Some commenters absolutely believed Duan was deliberately using the errant website prices to bilk customers out of money and thus applauded Edelman for his effort in consumer protection. The majority, however, saw Duan as a small business owner who made a mistake and did everything he could to fix that mistake and make the affected customer happy. They saw a business that, in the face of needless intellectual bullying and demanding from a professor who had no clear end goal in sight, worked hard to remain its sense of customer-centricity and resolve. They saw an individual who handled frivolous complaining with surprising restraint and level-headedness.

Instead of walking away as the greedy business that was systematically overcharging customers, Sichuan came across as the sympathetic victim of borderline harassment from a man who not only felt entitled but felt so elite that he did not need to stop demanding more even when he received that to which he was entitled. It came across as the kind of business that will work to do what is right for the customer even when the customer’s style of pursuing that outcome is anything but right.

The viral exposure functioned as good, not bad, press for the small business. Whether due to the bullying it faced from a presumed jerk or due to the level of customer-centricity it demonstrated, Sichuan attracted an outpouring of support. It thus landed on the opportunistic rather than fearful side of social customer engagement; the interaction itself might have been contentious, but the takeaway that resonated with customers around the world was favorable to the business.

Edelman and his brand, meanwhile, were subject to some undesirable assessments.
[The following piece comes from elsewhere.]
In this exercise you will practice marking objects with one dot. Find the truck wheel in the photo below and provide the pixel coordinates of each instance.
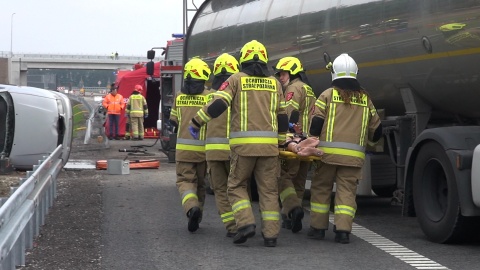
(435, 195)
(384, 192)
  • Edelman is rude and willing to engage in unproductive arguments just for the sake of arguing.
  • Edelman might be well-versed in legal jargon, but he possesses poor human-to-human communication skills and would thus be a poor brand ambassador.
  • In a move that makes a mockery of actual customer dissatisfaction, Edelman gives the "voice of the customer" a bad name by using it to cry foul when little to none exists. In addition to the commotion over the $4 mistake, Edelman also, allegedly, confronted another restaurant (with a similarly off-putting tone) for suggesting that a Prix Fixe menu selection is a "special offer" and was thus not eligible for a Groupon promotion.
  • Supposedly savvy in business and the owner of a PhD in economics, Edelman nonetheless does not understand opportunity cost. He committed hours of his precious time to an unnecessary argument that offered no promise of reward (the $4 to which he was theoretically entitled was offered at the very beginning of the call)
  • Supposedly savvy in law, Edelman nonetheless demonstrated a limited, bastardized understanding of actual legal statutes.
  • Edelman does not operate in the direction of a firm objective. Save for publicity once it went viral (which has not of the good kind), it is unclear what he anticipated to gain from the debate.

Instead of fearing social as all gore and no glory, businesses should learn from Sichuan. They should appreciate the fact that when a business handles interactions correctly from a microscopic perspective, they will reap reputational rewards on a macroscopic perspective.

Above all, social media serves to amplify the customer experience. If the customer experience is good, a wider audience will learn it is good. If it is not, a wider audience will be exposed to its shortcomings.

Fear, then, should not be rooted exclusively in the fact that the voice of a single customer will be heard around the world. It should be rooted in the fact that businesses are now accountable for their mistakes and wrongdoings.

When functioning as a driver, it should therefore serve most notably to encourage businesses to handle interactions as well as it possibly can.